NFS Access
Kiseki exposes an NFS gateway on port 2049 (configurable via
KISEKI_NFS_ADDR) supporting both NFSv3 and NFSv4.2. The gateway
translates NFS operations into reads and writes against materialized
views and the composition log.
Protocol Support
| Protocol | Status | Notes |
|---|---|---|
| NFSv3 | Supported | Stateless, lower overhead |
| NFSv4.2 | Supported | Stateful, with lock support and extended attributes |
Mounting
Basic Mount
mount -t nfs <node>:/ /mnt/kiseki
With explicit version and options:
# NFSv4.2
mount -t nfs -o vers=4.2,proto=tcp <node>:/ /mnt/kiseki
# NFSv3
mount -t nfs -o vers=3,proto=tcp <node>:/ /mnt/kiseki
Docker Compose (Development)
When using the development Docker Compose stack, the NFS port is published to the host:
mount -t nfs -o vers=4.2,proto=tcp,port=2049 127.0.0.1:/ /mnt/kiseki
fstab Entry
<node>:/ /mnt/kiseki nfs vers=4.2,proto=tcp,hard,intr 0 0
Authentication
| Mode | Use case | Notes |
|---|---|---|
| AUTH_SYS | Development and testing | UID/GID-based, no Kerberos |
| Kerberos (RPCSEC_GSS) | Production | krb5, krb5i, or krb5p security flavors |
In development (Docker Compose), AUTH_SYS is used with no additional configuration. For production deployments, Kerberos provides authentication and optional integrity/privacy protection on the wire.

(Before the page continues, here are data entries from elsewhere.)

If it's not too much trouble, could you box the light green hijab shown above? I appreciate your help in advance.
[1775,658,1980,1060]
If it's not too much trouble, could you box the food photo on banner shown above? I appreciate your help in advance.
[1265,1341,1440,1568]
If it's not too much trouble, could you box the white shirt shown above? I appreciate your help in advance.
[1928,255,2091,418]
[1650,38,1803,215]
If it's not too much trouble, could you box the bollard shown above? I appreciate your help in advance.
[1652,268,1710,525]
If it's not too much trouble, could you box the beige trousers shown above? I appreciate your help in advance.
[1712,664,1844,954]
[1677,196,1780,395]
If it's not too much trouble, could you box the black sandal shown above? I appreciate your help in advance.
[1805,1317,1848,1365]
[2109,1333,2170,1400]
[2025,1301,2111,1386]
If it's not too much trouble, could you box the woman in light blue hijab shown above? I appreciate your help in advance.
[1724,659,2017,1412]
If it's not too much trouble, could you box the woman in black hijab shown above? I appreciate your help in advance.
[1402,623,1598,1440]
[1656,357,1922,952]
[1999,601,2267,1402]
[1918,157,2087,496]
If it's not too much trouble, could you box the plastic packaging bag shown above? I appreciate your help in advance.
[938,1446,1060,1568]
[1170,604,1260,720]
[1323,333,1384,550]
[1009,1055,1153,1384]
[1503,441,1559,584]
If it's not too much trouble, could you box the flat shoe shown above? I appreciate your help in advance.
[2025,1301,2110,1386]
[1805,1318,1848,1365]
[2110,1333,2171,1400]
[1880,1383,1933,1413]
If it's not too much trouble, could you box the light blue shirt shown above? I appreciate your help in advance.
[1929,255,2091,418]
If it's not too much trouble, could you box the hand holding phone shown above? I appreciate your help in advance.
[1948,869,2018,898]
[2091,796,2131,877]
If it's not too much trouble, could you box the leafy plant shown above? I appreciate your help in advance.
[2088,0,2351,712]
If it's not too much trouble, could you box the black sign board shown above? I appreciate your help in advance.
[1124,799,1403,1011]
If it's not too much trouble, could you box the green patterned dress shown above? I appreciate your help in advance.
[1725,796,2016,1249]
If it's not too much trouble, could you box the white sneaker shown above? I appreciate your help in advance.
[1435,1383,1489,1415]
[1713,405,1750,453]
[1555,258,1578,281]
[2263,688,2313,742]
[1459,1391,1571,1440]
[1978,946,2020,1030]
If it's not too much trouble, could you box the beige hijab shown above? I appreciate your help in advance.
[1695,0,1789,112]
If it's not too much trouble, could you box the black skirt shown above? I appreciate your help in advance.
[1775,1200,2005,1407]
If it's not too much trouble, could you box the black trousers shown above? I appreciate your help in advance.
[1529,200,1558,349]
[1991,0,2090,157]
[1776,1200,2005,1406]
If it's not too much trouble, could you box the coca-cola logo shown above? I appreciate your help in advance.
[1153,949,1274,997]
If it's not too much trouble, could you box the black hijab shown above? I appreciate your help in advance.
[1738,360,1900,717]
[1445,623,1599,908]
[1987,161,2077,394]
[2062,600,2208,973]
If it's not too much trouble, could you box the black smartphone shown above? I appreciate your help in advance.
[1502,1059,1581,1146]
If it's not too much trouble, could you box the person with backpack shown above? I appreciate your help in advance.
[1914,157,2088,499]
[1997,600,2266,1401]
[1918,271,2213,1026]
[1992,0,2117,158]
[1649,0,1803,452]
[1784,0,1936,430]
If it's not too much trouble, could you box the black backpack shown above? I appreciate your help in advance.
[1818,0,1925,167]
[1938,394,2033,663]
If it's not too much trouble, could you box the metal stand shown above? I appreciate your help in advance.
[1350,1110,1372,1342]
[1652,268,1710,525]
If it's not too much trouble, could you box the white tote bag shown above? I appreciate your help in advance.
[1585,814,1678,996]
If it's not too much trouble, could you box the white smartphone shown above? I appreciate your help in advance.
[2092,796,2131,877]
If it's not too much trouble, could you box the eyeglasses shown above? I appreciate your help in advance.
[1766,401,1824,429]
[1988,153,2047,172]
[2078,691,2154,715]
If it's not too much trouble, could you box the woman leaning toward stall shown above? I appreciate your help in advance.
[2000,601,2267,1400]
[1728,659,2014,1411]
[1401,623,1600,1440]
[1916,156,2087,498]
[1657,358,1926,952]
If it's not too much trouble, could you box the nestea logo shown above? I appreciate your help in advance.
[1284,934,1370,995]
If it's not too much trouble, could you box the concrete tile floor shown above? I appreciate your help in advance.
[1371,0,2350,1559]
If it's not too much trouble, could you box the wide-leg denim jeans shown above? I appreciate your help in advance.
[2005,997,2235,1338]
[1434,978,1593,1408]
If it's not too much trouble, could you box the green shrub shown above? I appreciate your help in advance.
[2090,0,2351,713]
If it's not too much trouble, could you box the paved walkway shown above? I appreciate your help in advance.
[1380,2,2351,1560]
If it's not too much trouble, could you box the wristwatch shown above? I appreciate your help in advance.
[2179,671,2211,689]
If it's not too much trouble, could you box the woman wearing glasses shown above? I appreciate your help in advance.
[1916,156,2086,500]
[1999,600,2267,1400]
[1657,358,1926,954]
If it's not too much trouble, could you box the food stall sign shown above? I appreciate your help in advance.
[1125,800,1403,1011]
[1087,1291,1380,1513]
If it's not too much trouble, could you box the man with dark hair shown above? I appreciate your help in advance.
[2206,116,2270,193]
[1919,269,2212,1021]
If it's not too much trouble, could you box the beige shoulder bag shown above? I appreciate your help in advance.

Kiseki always encrypts data at rest regardless of the NFS authentication mode. The gateway performs tenant-layer encryption: clients send plaintext over TLS to the gateway, and the gateway encrypts before writing to the log and chunk store.
Supported Operations
Full Semantics
| Operation | Notes |
|---|---|
open, close, read, write | Standard file I/O |
create, unlink | File creation and deletion |
mkdir, rmdir | Directory creation and deletion |
rename (within namespace) | Atomic within shard |
stat, fstat, lstat | File metadata |
chmod, chown | Permission changes (stored in delta attributes) |
readdir, readdirplus | Directory listing from materialized view |
symlink, readlink | Stored as inline data in delta |
truncate, ftruncate | Composition resize |
fsync, fdatasync | Flush to durable (delta committed to Raft quorum) |
| Extended attributes (xattr) | getxattr, setxattr, listxattr, removexattr |
POSIX file locks (fcntl) | Per-gateway lock state |
O_APPEND | Atomic append via delta |
O_CREAT, O_EXCL | Atomic create-if-not-exists |
Limited Semantics
| Operation | Limitation |
|---|---|
rename (cross-namespace) | Returns EXDEV – cannot rename across shards |
| Hard links | Within namespace only; cross-namespace returns EXDEV |
| Sparse files | Holes tracked in composition; zero-fill on read |
O_DIRECT | Bypasses client cache but still traverses the gateway |
flock (advisory) | Best-effort; not guaranteed across gateway failover |
Not Supported
| Operation | Reason |
|---|---|
Writable shared mmap | Distributed shared writable mmap requires page-level coherence that is not tractable at HPC scale. Read-only mmap is supported. The gateway returns ENOTSUP. See ADR-013. |
| POSIX ACLs (POSIX.1e) | Unix permissions only (uid/gid/mode). POSIX ACLs add complexity without benefit for the target workloads. |
Namespace Mapping
The NFS root (/) lists the tenant’s namespaces as top-level
directories. Each namespace contains the compositions (files and
directories) belonging to that namespace. This is analogous to the S3
bucket mapping – the same namespace appears as a bucket via S3 and as a
top-level directory via NFS.
/mnt/kiseki/
training/ <- namespace "training"
imagenet/
train.tar
val.tar
checkpoints/ <- namespace "checkpoints"
epoch-001.pt
Performance Considerations
-
Readdir performance – directory listings are served from materialized views, not reconstructed from the log on each request. Views are updated incrementally by stream processors.
-
Write path – writes flow through the gateway to the composition context, which appends deltas to the shard log. An
fsyncensures the delta is committed to a Raft quorum before returning. -
Concurrent access – multiple NFS clients can read the same files concurrently. Write contention within a shard is serialized by the Raft leader.
-
Large files – large files are chunked using content-defined chunking (Rabin fingerprinting). Byte-range reads are served by fetching only the relevant chunks.
Limitations Summary
-
No writable shared mmap – applications that use writable shared memory-mapped files must use
write()instead. Read-only mmap works and is useful for model loading. -
Cross-namespace rename returns EXDEV – renaming a file from one namespace to another requires a copy-and-delete at the application level, same as moving files across filesystem boundaries on a traditional system.
-
No POSIX ACLs – only standard Unix permissions (mode bits). Fine-grained access control is handled by Kiseki’s tenant IAM model, not filesystem-level ACLs.
-
Lock state is per-gateway – POSIX file locks (
fcntl) are maintained by the gateway instance. If a gateway fails over, lock state is lost. Advisory locks (flock) are best-effort.